The solar car, Palmer explained in a press conference following the drive, was a vision of his as an 11-year-old child in 1982, a dream that he eventually decided to realize in 2003, while working as a teacher.

“I thought that when I grow up I want to travel around the world,” Palmer said. “But our teacher told us if you use petrol you will be part of the problem.”

Amazed over 20 years later that the vehicle still did not exist commercially, he decided to take on the effort himself.

“I didn’t have a clue how to build a car. I have a Swiss bank account of course, but it didn’t mean anything,” he said, noting, that car developers were demanding 4 million euros to do the job, while he, as a teacher, only had about 4,000. Initially heading to his hometown University of Lucerne, Palmer presented an intricate design of a car with two wheels in the front and one in the back that would “look like a Lamborghini.”

He eventually attracted 200 people and many sponsors to help him in his efforts.

And in July 2007, he took off from Lucerne, in a fully functioning solar vehicle.

“I didn’t even know where to go exactly,” he said.

But that journey took him east through Germany, down to Turkey, Syria and even Saudi Arabia – where King Abdullah granted him a rare visa – and then by boat to India, to a UN climate conference in Bali, throughout the US and back home to Europe again.

“People all over the world helped me,” he said. “I call it a solartaxi because I’ve had more than 1,000 people driving with me.” And next to him.

In both Syria – where he had his first accident – and Saudi Arabia, he was escorted by armed police vehicles, he said.

New York, home to the United Nations, meanwhile gave Palmer the opportunity to drive Secretary-General Ban ki-Moon to work one morning.

While Palmer’s official world tour ended over two years ago, he has continued to participate in conferences and projects since, but Israel is the car’s first stop since the end of the tour and 40th country ever, made possible by Tsur Mishal of EcoCinema Israel.

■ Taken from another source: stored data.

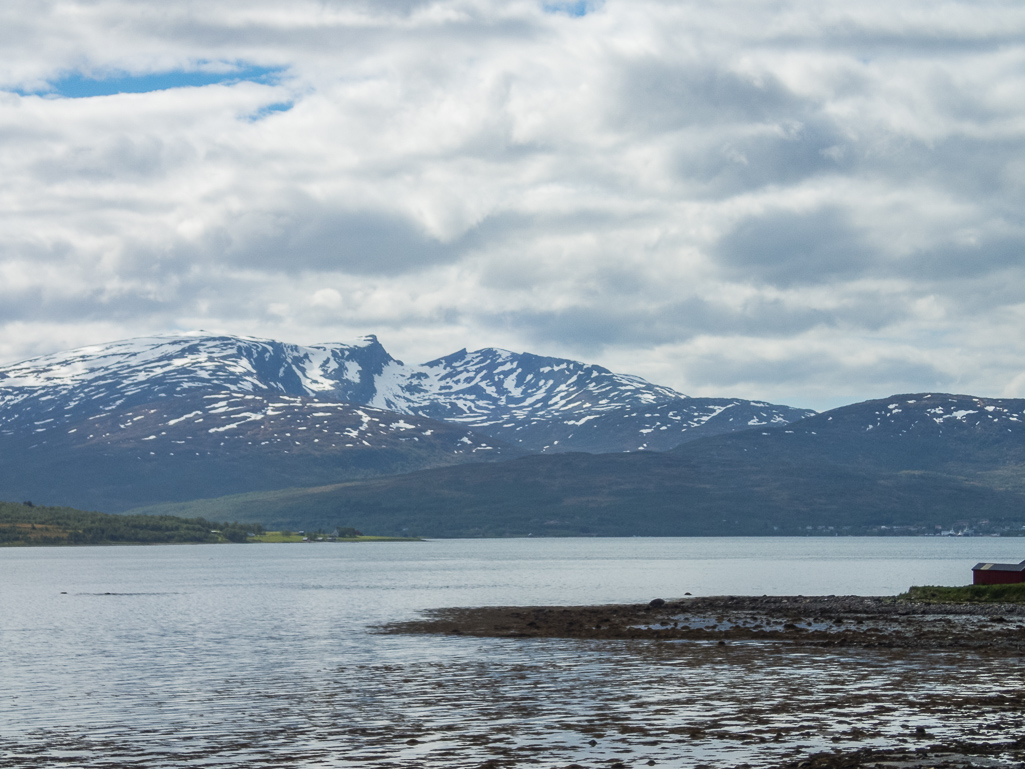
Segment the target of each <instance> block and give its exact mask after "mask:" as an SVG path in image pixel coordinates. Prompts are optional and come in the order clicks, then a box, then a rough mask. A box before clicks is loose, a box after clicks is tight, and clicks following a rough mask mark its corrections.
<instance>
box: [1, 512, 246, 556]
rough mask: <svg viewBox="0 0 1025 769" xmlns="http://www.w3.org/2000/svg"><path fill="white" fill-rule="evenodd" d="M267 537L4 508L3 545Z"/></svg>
mask: <svg viewBox="0 0 1025 769" xmlns="http://www.w3.org/2000/svg"><path fill="white" fill-rule="evenodd" d="M262 531H263V528H262V527H261V526H259V525H258V524H248V523H212V522H210V521H207V520H204V519H202V518H191V519H186V518H178V517H174V516H144V515H127V516H112V515H107V514H105V513H88V512H85V511H81V510H73V509H71V508H43V507H36V505H33V504H31V503H17V502H0V545H33V544H36V545H38V544H169V543H189V542H210V543H213V542H244V541H246V539H247V537H248V535H249V534H250V533H261V532H262Z"/></svg>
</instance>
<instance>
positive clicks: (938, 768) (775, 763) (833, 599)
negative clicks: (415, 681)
mask: <svg viewBox="0 0 1025 769" xmlns="http://www.w3.org/2000/svg"><path fill="white" fill-rule="evenodd" d="M378 632H382V633H385V634H415V635H420V634H432V635H441V636H450V637H456V638H459V637H461V638H467V637H468V638H475V637H476V638H492V639H517V640H519V641H520V642H521V643H524V644H531V643H539V642H540V643H547V642H550V641H551V640H565V641H570V640H577V641H580V642H583V643H584V644H585V648H586V649H587V650H588V652H593V651H594V650H596V648H601V647H602V646H603V645H604V646H605V647H606V648H608V649H609V650H610V653H612V654H613V656H615V657H617V658H623V657H624V656H626V657H632V658H633V659H635V660H637V661H638V662H639V663H640V664H639V665H637V666H634V665H629V667H631V669H632V670H633V673H634V674H638V673H640V672H643V671H644V670H645V664H646V663H647V665H648V670H649V671H650V672H651V674H652V678H653V680H654V679H655V677H656V676H661V675H662V674H661V673H660V672H663V671H665V670H666V669H668V667H671V669H672V670H673V671H674V672H675V673H676V674H678V675H679V678H676V679H675V684H674V685H675V686H676V687H678V689H676V690H675V691H667V690H665V688H664V687H662V688H661V691H660V697H658V698H656V699H655V700H647V701H646V700H645V698H644V697H643V696H642V697H640V701H633V702H632V703H631V704H632V705H633V706H632V707H630V709H628V710H626V711H620V716H619V717H617V718H606V719H602V720H597V721H596V723H594V724H593V729H592V735H593V736H592V737H591V739H592V740H593V741H594V746H596V747H597V746H599V745H600V744H601V743H605V744H607V745H608V744H610V742H617V741H618V742H619V743H620V745H621V746H620V750H619V755H618V756H617V754H616V752H610V753H608V754H604V755H601V757H600V756H599V755H596V756H594V760H593V763H581V762H579V761H578V762H574V763H560V762H559V761H558V757H557V756H553V757H552V758H553V759H556V760H553V761H550V762H548V763H544V762H541V764H539V765H542V766H550V767H559V768H560V769H579V768H581V767H612V768H613V769H615V768H616V767H627V766H644V765H648V766H656V765H658V764H661V763H667V764H668V765H671V766H683V765H685V764H689V765H691V766H695V767H701V766H716V767H722V766H737V767H753V766H761V767H786V768H787V769H854V768H856V767H907V768H909V769H911V768H915V769H925V768H926V767H936V768H938V769H939V768H944V769H952V768H954V767H956V768H958V769H967V768H968V767H1023V766H1025V687H1023V679H1022V673H1021V670H1022V666H1021V662H1022V654H1023V651H1025V606H1023V605H1021V604H943V603H924V602H913V601H907V600H898V599H897V598H894V597H859V596H824V597H806V596H787V597H780V596H773V597H768V596H766V597H740V596H729V597H700V598H694V597H684V598H682V599H675V600H663V599H660V598H659V599H653V600H652V601H650V602H648V603H643V604H620V605H607V606H579V607H565V606H537V607H516V606H510V607H481V608H460V609H441V610H435V611H430V612H425V613H424V615H423V616H422V617H421V618H420V619H417V620H413V621H408V622H402V623H393V624H388V625H386V626H383V628H380V629H378ZM716 667H717V669H719V670H720V671H721V676H729V677H730V678H731V679H732V680H731V681H729V682H725V681H723V680H720V681H712V680H707V679H705V677H706V676H707V674H708V671H709V670H714V669H716ZM687 671H690V673H689V674H688V673H685V672H687ZM738 671H743V672H745V673H743V674H742V675H740V676H737V672H738ZM696 677H697V678H698V679H704V683H703V686H704V687H706V688H705V689H704V691H701V690H700V689H697V690H695V689H694V683H695V680H696ZM712 678H713V679H714V675H712ZM630 683H631V690H632V691H629V692H626V691H624V697H626V698H627V699H634V698H637V697H638V695H637V693H635V690H638V689H640V690H644V689H645V688H646V687H645V686H644V685H643V684H642V683H641V682H639V681H635V680H634V681H631V682H630ZM564 684H565V686H566V687H572V688H575V687H578V686H579V685H580V681H579V680H577V679H576V678H571V679H567V680H566V681H565V682H564ZM724 684H725V688H726V689H727V690H729V689H730V688H731V687H734V688H733V690H732V691H728V692H726V691H723V690H722V687H723V686H724ZM670 686H671V685H670ZM547 687H548V688H549V692H550V694H551V695H552V696H557V697H558V696H565V697H567V698H570V699H573V698H578V697H579V696H580V694H579V692H578V691H569V690H566V691H564V692H563V693H558V692H560V691H561V686H560V682H559V672H558V671H553V672H552V677H551V679H550V680H548V681H547ZM725 700H729V704H726V702H725ZM510 707H512V709H515V707H516V705H515V704H512V703H510ZM627 714H628V715H627ZM639 735H640V736H644V737H646V738H647V739H639ZM627 744H628V745H629V747H627V746H626V745H627ZM642 745H643V746H647V752H645V751H644V750H643V748H641V746H642ZM639 748H641V750H639ZM557 753H558V752H557ZM656 754H660V755H656ZM730 756H736V759H735V760H734V761H732V762H731V761H730V760H729V757H730ZM535 758H538V757H535ZM642 759H643V760H642ZM683 759H686V761H682V760H683ZM724 759H725V762H724ZM530 763H531V764H534V763H535V762H534V761H532V762H530ZM517 765H519V762H518V761H517V760H516V757H515V756H512V755H508V756H507V757H504V758H503V757H500V756H499V757H496V758H494V759H493V760H492V761H491V763H489V764H483V766H490V767H503V766H509V767H511V766H517Z"/></svg>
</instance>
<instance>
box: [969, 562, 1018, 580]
mask: <svg viewBox="0 0 1025 769" xmlns="http://www.w3.org/2000/svg"><path fill="white" fill-rule="evenodd" d="M1015 582H1025V561H1022V562H1021V563H980V564H976V565H975V567H973V569H972V583H973V584H1014V583H1015Z"/></svg>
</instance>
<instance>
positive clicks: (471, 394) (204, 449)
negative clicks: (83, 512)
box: [0, 333, 814, 512]
mask: <svg viewBox="0 0 1025 769" xmlns="http://www.w3.org/2000/svg"><path fill="white" fill-rule="evenodd" d="M812 413H814V412H811V411H808V410H804V409H794V408H790V407H788V406H774V405H771V404H767V403H761V402H752V401H744V400H739V399H711V398H688V397H687V396H684V395H682V394H680V393H676V392H675V391H673V390H671V389H669V388H664V387H659V386H656V385H651V383H649V382H646V381H645V380H643V379H641V378H639V377H635V376H628V375H622V374H615V373H612V372H610V371H608V370H607V369H604V368H602V367H600V366H593V365H587V364H583V363H578V362H575V361H569V360H563V359H557V358H544V357H540V356H535V355H530V354H515V353H509V352H506V351H502V350H495V349H486V350H480V351H477V352H474V353H467V352H466V351H464V350H463V351H460V352H458V353H455V354H453V355H450V356H446V357H444V358H440V359H438V360H435V361H430V362H427V363H424V364H419V365H406V364H404V363H402V362H401V361H397V360H395V359H394V358H392V357H391V356H389V355H388V354H387V352H386V351H385V350H384V348H383V347H382V346H381V345H380V342H379V341H378V340H377V339H376V337H374V336H367V337H364V338H363V339H360V340H358V341H357V342H355V343H348V345H343V343H329V345H315V346H310V347H300V346H296V345H289V343H284V342H280V341H275V340H271V339H256V338H251V337H241V336H226V335H211V334H205V333H190V334H180V335H162V336H153V337H145V338H137V339H128V340H124V341H117V342H112V343H108V345H98V346H92V347H88V348H82V349H80V350H75V351H71V352H68V353H60V354H55V355H49V356H45V357H42V358H37V359H34V360H30V361H26V362H23V363H18V364H14V365H10V366H6V367H2V368H0V498H8V499H15V500H19V499H38V500H40V501H43V502H47V503H59V504H73V505H75V507H79V508H88V509H99V510H105V511H110V512H121V511H124V510H126V509H128V508H132V507H137V505H141V504H151V503H155V502H161V501H180V500H190V499H196V498H201V497H209V496H217V495H221V494H231V493H237V492H244V491H256V490H272V489H280V488H284V487H301V486H310V485H314V484H325V483H332V482H338V481H351V480H357V479H364V478H368V477H373V476H381V475H396V474H401V473H408V472H411V471H416V470H420V469H428V468H439V467H445V466H449V464H456V463H464V462H475V463H476V462H480V461H494V460H499V459H507V458H511V457H516V456H520V455H524V454H527V453H557V452H564V451H591V452H623V451H635V450H664V449H668V448H671V447H673V446H676V445H679V444H681V443H683V442H686V441H691V440H697V439H700V438H702V437H706V436H713V435H720V434H724V433H730V432H735V431H739V430H747V429H750V428H752V427H763V426H771V424H785V423H788V422H790V421H792V420H794V419H799V418H803V417H805V416H808V415H810V414H812Z"/></svg>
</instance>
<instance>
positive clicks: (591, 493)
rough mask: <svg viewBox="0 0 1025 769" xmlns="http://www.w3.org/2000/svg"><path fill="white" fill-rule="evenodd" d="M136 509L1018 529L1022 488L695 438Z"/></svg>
mask: <svg viewBox="0 0 1025 769" xmlns="http://www.w3.org/2000/svg"><path fill="white" fill-rule="evenodd" d="M1008 472H1009V473H1010V471H1008ZM136 512H146V513H154V514H158V513H159V514H165V515H167V514H173V515H181V516H204V517H208V518H245V519H247V520H252V521H258V522H260V523H261V524H263V525H264V526H268V527H275V528H277V527H287V528H293V529H295V528H308V529H310V528H321V527H330V526H334V525H337V524H338V523H339V522H343V523H344V524H345V525H350V526H355V527H357V528H360V529H363V530H372V531H375V532H378V533H381V534H389V535H414V534H415V535H420V536H526V535H534V536H541V535H547V536H567V535H569V536H579V535H598V536H632V535H639V536H682V535H689V536H694V535H766V534H769V535H772V534H807V533H809V532H815V533H847V534H865V533H935V530H936V527H937V526H941V527H943V528H947V527H949V526H951V525H952V524H953V523H954V522H956V521H960V520H965V519H971V520H978V519H987V520H989V524H988V525H989V526H1003V528H1004V529H1007V530H1020V529H1021V526H1022V525H1023V524H1025V490H1023V489H1021V488H1020V486H1014V487H1006V486H1003V485H1001V484H1000V483H997V482H995V481H994V480H993V479H992V478H987V477H985V476H981V475H978V474H975V475H972V474H969V475H965V476H956V475H952V474H950V473H949V472H944V473H936V472H927V471H902V470H899V469H898V470H892V471H890V470H884V469H878V468H875V469H873V468H865V467H861V468H856V467H850V466H847V467H844V466H836V464H833V463H832V462H829V461H827V460H825V459H823V460H821V461H818V462H813V461H804V462H799V463H794V462H791V461H790V460H789V459H788V458H787V457H785V456H779V455H773V454H771V453H768V452H767V453H766V454H765V455H764V456H763V457H762V458H761V459H760V460H758V461H751V462H748V463H743V462H740V461H728V460H726V459H725V458H723V457H716V456H713V455H711V454H708V453H705V454H700V453H697V452H695V453H694V454H681V453H676V452H667V453H654V452H652V453H640V454H612V455H610V454H604V455H591V454H560V455H555V456H533V457H526V458H523V459H517V460H512V461H508V462H501V463H497V464H477V466H474V464H467V466H461V467H455V468H444V469H439V470H433V471H423V472H419V473H411V474H408V475H403V476H394V477H388V478H379V479H374V480H370V481H364V482H359V483H345V484H337V485H330V486H320V487H314V488H302V489H284V490H280V491H274V492H260V493H251V494H242V495H236V496H228V497H219V498H215V499H204V500H198V501H195V502H188V503H180V504H174V505H161V507H156V508H146V509H140V510H139V511H136ZM820 527H821V528H820ZM830 527H831V528H830ZM881 527H888V528H881Z"/></svg>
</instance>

“What we have to do is to change the minds of the people,” Palmer said. “If you can have a car going around without petrol around the world, then this car is good enough to go to work, to go to the supermarket.”

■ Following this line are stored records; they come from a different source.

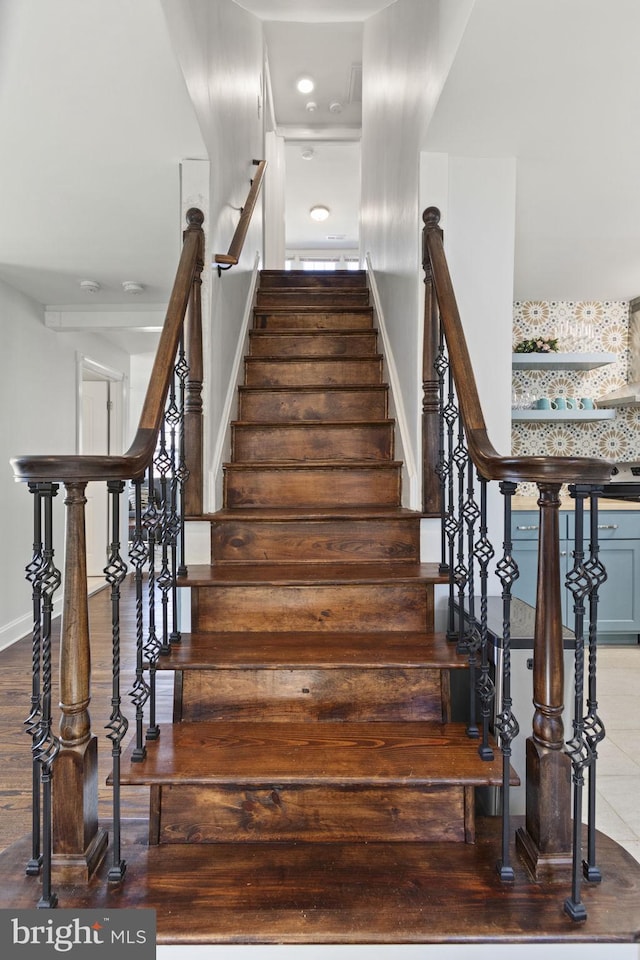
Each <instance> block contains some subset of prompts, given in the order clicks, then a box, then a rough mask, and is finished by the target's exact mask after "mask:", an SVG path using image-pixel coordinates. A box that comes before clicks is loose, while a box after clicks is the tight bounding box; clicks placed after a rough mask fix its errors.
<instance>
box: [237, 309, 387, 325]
mask: <svg viewBox="0 0 640 960" xmlns="http://www.w3.org/2000/svg"><path fill="white" fill-rule="evenodd" d="M372 324H373V310H371V309H370V308H368V309H366V310H359V311H350V310H322V309H321V308H320V307H317V308H316V309H315V310H306V311H305V310H299V311H296V310H288V311H284V312H278V311H275V310H267V309H265V308H262V309H256V310H255V311H254V326H255V328H256V330H370V329H371V326H372Z"/></svg>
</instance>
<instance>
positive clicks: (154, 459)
mask: <svg viewBox="0 0 640 960" xmlns="http://www.w3.org/2000/svg"><path fill="white" fill-rule="evenodd" d="M154 466H155V468H156V470H157V472H158V488H159V490H160V510H159V523H158V527H157V531H158V534H159V537H158V540H159V543H160V546H161V558H162V559H161V565H160V572H159V573H158V576H157V578H156V584H157V587H158V589H159V591H160V610H161V617H162V628H161V634H160V647H159V653H160V654H161V655H162V654H167V653H169V651H170V649H171V647H170V641H169V598H170V593H171V586H172V581H171V569H170V566H169V551H170V546H171V525H170V517H171V503H170V487H171V484H170V480H169V474H170V472H171V468H172V466H173V464H172V460H171V457H170V455H169V451H168V449H167V424H166V419H165V420H163V422H162V426H161V428H160V444H159V447H158V450H157V453H156V456H155V459H154Z"/></svg>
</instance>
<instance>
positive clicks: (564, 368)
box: [511, 352, 618, 370]
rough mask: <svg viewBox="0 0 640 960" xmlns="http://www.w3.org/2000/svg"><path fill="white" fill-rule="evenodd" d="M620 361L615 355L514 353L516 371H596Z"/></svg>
mask: <svg viewBox="0 0 640 960" xmlns="http://www.w3.org/2000/svg"><path fill="white" fill-rule="evenodd" d="M617 359H618V356H617V354H615V353H604V352H600V353H514V354H513V356H512V364H511V365H512V367H513V369H514V370H595V369H596V367H604V366H606V364H608V363H615V361H616V360H617Z"/></svg>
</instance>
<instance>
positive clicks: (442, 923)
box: [0, 582, 640, 944]
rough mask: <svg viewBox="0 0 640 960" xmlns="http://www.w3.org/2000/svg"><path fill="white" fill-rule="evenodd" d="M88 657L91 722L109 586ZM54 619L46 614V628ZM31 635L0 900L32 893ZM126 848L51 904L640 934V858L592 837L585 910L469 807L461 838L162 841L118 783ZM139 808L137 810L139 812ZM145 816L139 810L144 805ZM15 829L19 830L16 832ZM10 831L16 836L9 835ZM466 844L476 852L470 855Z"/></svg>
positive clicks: (3, 664) (94, 601) (307, 933)
mask: <svg viewBox="0 0 640 960" xmlns="http://www.w3.org/2000/svg"><path fill="white" fill-rule="evenodd" d="M89 608H90V619H91V628H92V657H93V686H92V695H93V708H92V716H93V725H94V730H95V731H96V733H98V735H100V736H101V733H102V731H101V728H102V727H103V725H104V722H105V720H106V717H107V714H108V711H109V709H110V707H109V698H110V685H111V669H110V623H111V609H110V599H109V592H108V591H107V590H104V591H102V592H100V593H98V594H96V595H94V596H93V597H92V598H91V599H90V601H89ZM133 616H134V597H133V591H132V586H131V583H130V582H127V583H126V584H125V586H124V588H123V603H122V622H123V631H122V634H123V664H124V672H125V674H126V675H127V676H130V675H131V664H132V662H133V658H132V651H133V645H132V637H133V630H132V625H133ZM57 627H58V624H56V628H57ZM30 669H31V646H30V640H29V639H24V640H21V641H20V642H19V643H17V644H15V645H14V646H13V647H10V648H9V649H7V650H5V651H3V652H1V653H0V723H1V728H0V732H1V738H0V764H1V768H2V779H1V789H0V809H1V814H2V816H1V818H0V844H2V846H3V847H9V849H7V850H5V852H4V853H2V854H0V907H3V908H4V907H19V906H20V907H29V906H34V904H35V902H36V901H37V898H38V880H37V878H33V877H26V876H25V874H24V864H25V862H26V860H27V859H28V856H29V852H30V845H29V841H28V839H27V837H26V835H27V833H28V831H29V827H30V802H31V798H30V779H31V775H30V769H29V759H30V751H29V740H28V737H27V736H26V735H25V733H24V731H23V729H22V718H23V716H25V715H26V714H27V712H28V702H29V694H30V682H29V675H30ZM158 692H159V697H158V712H159V719H161V720H169V719H170V717H171V710H172V703H171V701H172V694H171V674H170V673H167V674H164V672H163V673H162V674H161V675H160V676H159V687H158ZM100 748H101V760H100V782H101V783H102V784H103V786H102V787H101V791H100V814H101V818H102V817H104V818H105V820H107V819H108V818H109V816H110V813H109V799H110V792H109V789H108V788H107V787H106V785H104V784H105V781H106V777H107V775H108V772H109V769H110V755H109V754H110V751H109V746H108V744H107V742H106V741H105V740H104V739H103V738H102V736H101V745H100ZM123 802H124V814H125V817H126V818H128V819H127V820H126V821H125V825H124V844H123V855H124V857H125V859H126V860H127V874H126V876H125V879H124V881H123V882H122V883H118V884H108V883H107V882H106V879H105V874H106V870H107V867H108V863H105V864H103V866H102V868H101V870H100V872H99V875H98V876H97V877H95V878H94V879H93V880H92V882H91V884H90V885H89V886H88V887H86V888H84V887H80V886H78V887H72V886H66V887H65V886H58V887H56V890H57V893H58V895H59V898H60V906H61V907H88V906H94V907H97V906H100V907H101V908H102V907H111V908H114V907H136V906H137V907H141V906H146V907H153V908H155V909H156V910H157V917H158V943H165V944H168V943H182V944H197V943H201V944H203V943H345V944H346V943H364V942H369V943H441V942H458V943H475V942H497V943H500V942H502V943H507V942H508V943H514V942H521V943H524V942H540V941H542V940H546V941H550V940H551V941H554V942H556V941H563V942H576V941H578V942H584V943H588V942H603V943H612V942H617V943H632V942H637V940H638V936H639V931H640V864H638V863H636V862H635V861H634V860H633V858H632V857H631V856H630V855H629V854H628V853H626V852H625V851H624V850H622V848H621V847H619V846H618V845H617V844H615V843H614V842H613V841H611V840H609V839H608V838H606V837H601V838H600V847H599V849H600V862H601V866H602V870H603V874H604V880H603V882H602V884H598V885H585V887H584V902H585V904H586V906H587V910H588V919H587V921H586V922H584V923H579V924H576V923H573V922H572V921H571V920H569V918H568V917H566V915H565V914H564V913H563V910H562V903H563V900H564V897H565V896H566V895H567V893H568V888H566V887H565V885H564V884H555V885H552V886H550V887H549V886H546V887H545V886H542V885H540V884H536V883H533V882H531V881H530V880H529V879H528V876H527V875H526V873H525V871H524V869H523V867H522V866H521V864H520V863H519V861H518V859H517V856H516V854H515V851H514V853H513V863H514V866H515V870H516V878H515V881H514V883H513V884H503V883H501V882H500V880H499V879H498V877H497V873H496V870H495V859H496V851H497V849H498V846H499V845H498V842H497V832H498V826H499V825H498V823H497V822H495V821H493V820H490V819H489V820H483V819H480V820H479V821H478V838H477V842H476V844H475V845H474V846H473V848H470V847H469V845H467V844H422V843H402V842H399V843H391V844H387V843H370V844H362V845H359V846H357V845H356V847H354V846H353V845H351V844H339V843H337V844H336V843H334V844H325V843H314V844H307V843H244V844H226V843H221V844H215V845H207V847H206V856H205V857H204V858H203V855H202V850H203V847H202V846H197V845H195V846H194V845H192V846H187V845H182V846H181V845H178V846H174V847H173V851H174V853H173V856H172V858H171V865H170V866H168V864H167V858H166V855H163V851H162V848H160V847H153V846H148V844H147V819H146V818H147V814H148V788H146V787H127V789H126V791H124V798H123ZM136 818H138V819H136ZM141 818H144V819H141ZM20 838H22V839H20ZM14 841H17V842H14ZM470 849H471V850H472V856H469V852H470Z"/></svg>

Pointing to a tiny 240- by-240 km. square, the size of Switzerland, on a map of the Sahara Desert, Palmer stressed to the audience that it would only take the amount of solar panels fitting in that space to power the entire world.

“In Israel, we used to say that a good teacher is a teacher for life, so you are also a teacher and you are educating everyone how to achieve a better life than we have today,” Erdan told Palmer at the press conference.

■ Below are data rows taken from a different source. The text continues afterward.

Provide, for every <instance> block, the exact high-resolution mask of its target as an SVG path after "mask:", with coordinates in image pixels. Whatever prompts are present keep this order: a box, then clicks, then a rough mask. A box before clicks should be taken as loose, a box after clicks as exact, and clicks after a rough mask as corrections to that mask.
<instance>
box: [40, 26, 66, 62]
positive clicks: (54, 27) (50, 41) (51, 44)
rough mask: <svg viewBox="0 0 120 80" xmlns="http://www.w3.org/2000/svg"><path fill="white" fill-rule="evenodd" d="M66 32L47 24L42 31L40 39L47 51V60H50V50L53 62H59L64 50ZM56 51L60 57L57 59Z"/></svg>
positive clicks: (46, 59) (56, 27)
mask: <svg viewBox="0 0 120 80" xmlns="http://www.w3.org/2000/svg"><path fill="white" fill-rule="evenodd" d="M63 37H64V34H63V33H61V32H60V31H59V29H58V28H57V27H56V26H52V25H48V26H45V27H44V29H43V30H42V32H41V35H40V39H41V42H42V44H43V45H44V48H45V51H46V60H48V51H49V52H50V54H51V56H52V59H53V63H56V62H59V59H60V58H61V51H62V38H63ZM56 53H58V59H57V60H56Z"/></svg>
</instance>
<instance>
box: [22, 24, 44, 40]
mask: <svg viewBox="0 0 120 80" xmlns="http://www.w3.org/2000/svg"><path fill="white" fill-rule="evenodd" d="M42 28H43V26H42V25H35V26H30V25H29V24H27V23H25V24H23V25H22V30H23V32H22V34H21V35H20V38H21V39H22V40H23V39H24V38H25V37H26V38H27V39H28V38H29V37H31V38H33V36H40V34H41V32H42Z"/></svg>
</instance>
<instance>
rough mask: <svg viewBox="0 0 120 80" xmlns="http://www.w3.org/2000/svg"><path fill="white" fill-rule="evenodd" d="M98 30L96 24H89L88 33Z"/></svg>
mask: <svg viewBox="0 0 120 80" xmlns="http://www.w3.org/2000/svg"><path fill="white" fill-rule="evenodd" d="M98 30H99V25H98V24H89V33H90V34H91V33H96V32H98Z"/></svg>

Turning back to the afternoon drive they had just taken together, which Erdan remarked was “so quiet,” the minister asked Palmer why he thought global investments on solar vehicles simply aren’t occurring.

Palmer responded, “We have to put money down as the Chinese are doing.

“I think the industry is still hesitating for different reasons – not because the car is not good,” Palmer told The Jerusalem Post following the event. “I just know there is no reason for them not to.”

Continuing to praise China for its developments in the solar industry, he added that the East Asian country will probably end up being the first to mass produce a solar vehicle.

“If there is one country in the world that is not talking, but investing, it’s China,” he said.

But Palmer had high hopes for Israel as a solar nation, which he said has 35 percent more sunshine than his native Switzerland.

“You have so much of the sunshine – it would be so easy and so great to use this solar power,” he told the audience.

“I’m here to show that we have the solutions.”